Print

Print


Martin Mueller wrote:

[...]
> I thought I was very smart when I decided to give every Shakespearean
> character a corpus-wide unique ID so that a speech by Falstaff would
> always have the same who attribute   But this created problems when I
> turned the plays into a TEI corpus:  validation routines complained
> about the same id being used more than once.
[...]

But if you had indeed given each "character" (in the specific understanding
of "character" you have in mind) a corpus-wide unique ID, then you would not
get these complaints. When your corpus is assembled and validated, if more
than one element has been assigned the same ID (which is what this error
message means) then by definition the ID's are not unique. The thing to bear
in mind is that the only "uniqueness" that counts here is the structural
uniqueness of the element and its identifier. It may well be that two
different elements have a semantic reference to the same "unique" thing, but
that sense of referential uniqueness can be represented in markup only by
indirection.

What you seem to have in mind here is a sort of "abstract persona"
(henceforth "ap"), which can be embodied in more than one play under
different names. If you want to provide access to information about that ap,
the most straightforward strategy I can think of is as follows.
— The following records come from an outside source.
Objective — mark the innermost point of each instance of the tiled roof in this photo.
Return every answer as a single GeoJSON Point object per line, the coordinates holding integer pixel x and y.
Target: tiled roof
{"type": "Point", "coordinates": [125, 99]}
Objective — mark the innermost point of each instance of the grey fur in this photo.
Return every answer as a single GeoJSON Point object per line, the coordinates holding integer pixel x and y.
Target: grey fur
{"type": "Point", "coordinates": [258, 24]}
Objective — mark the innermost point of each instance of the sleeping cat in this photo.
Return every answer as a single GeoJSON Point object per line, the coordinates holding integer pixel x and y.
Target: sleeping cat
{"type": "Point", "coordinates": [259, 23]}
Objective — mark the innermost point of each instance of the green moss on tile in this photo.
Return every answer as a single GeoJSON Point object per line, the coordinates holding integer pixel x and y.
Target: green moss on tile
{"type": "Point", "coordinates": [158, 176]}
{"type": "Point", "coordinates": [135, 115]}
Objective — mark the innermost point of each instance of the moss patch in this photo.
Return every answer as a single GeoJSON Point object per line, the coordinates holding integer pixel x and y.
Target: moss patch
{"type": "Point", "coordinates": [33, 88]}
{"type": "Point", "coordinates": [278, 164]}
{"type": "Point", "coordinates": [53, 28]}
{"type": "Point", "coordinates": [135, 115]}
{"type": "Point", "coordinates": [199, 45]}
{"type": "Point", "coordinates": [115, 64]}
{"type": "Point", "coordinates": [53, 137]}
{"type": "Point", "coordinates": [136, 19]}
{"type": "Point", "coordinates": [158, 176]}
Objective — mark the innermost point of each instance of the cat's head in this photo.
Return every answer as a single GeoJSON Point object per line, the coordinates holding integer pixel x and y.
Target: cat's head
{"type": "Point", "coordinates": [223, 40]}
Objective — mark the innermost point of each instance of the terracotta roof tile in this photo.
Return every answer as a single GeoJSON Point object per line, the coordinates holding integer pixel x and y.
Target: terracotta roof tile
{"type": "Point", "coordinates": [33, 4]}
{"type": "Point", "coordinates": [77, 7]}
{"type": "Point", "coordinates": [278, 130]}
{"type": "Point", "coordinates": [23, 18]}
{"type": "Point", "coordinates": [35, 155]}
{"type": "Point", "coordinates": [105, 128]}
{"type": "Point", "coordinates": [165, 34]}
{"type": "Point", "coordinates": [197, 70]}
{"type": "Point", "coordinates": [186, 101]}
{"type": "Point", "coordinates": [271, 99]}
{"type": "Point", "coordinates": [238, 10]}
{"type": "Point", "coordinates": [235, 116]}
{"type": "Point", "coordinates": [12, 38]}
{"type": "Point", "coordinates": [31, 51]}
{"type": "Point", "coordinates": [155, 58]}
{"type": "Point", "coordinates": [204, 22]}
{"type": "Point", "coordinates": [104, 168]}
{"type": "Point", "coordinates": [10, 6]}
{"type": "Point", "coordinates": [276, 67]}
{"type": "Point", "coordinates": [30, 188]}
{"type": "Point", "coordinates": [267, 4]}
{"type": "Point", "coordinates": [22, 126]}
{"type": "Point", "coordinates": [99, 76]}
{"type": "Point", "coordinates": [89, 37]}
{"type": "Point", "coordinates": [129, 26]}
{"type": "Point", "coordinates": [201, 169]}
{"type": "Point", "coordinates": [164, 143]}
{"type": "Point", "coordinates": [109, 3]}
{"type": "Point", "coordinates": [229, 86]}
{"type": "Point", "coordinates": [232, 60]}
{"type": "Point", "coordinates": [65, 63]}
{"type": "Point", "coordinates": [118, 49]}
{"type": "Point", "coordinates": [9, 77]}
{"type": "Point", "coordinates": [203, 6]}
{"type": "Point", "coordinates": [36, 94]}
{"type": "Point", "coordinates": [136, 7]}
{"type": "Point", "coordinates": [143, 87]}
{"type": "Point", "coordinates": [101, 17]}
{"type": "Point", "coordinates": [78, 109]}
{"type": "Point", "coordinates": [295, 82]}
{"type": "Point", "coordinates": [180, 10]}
In the dramatis personae listing, after assigning an ID for the character
concerned as embodied in this play (making sure of course that you do not
unintentionally re-use a value that may occur in another work, the best
means of doing so being to use a work-specific component when generating the
ID)  go on to add an IDREF attribute pointing to a list of multiply-embodied
ap's (="meap"). This list, which need be no longer than the total number of
such meap's in the corpus and so need not be of "mega" dimensions, might
well be placed in the teiHeader of the Corpus container. It would assign
each
meap its unique ID and map it  to its embodiments via a list of IDREFs
(where the values would correspond to those assigned to the "embodied"
character in the various works). Your various "who" attributes would point
initially to the dramatic personae ID of the play concerned, but your
processing would then have the option of checking for an IDREF to the meap
list and following it up if appropriate. This approach would allow you to
add the ability to track the existence of such meap's with the minimum
amount of additional markup and processing. There are other strategies, but
these would I think all involve the "mega" list that you are undestandably
anxious to avoid.

I think this is a logical problem, not a DTD or schema specific one, so I
don't see how waiting for P5 would do much good, though it would offer
different ways of expressing the same sorts of solution. There will indeed
be differnt ways of pointing from one element to another, but none of them
will alter the intrinisic nature of element uniqueness in a structured
document.

Michael Beddow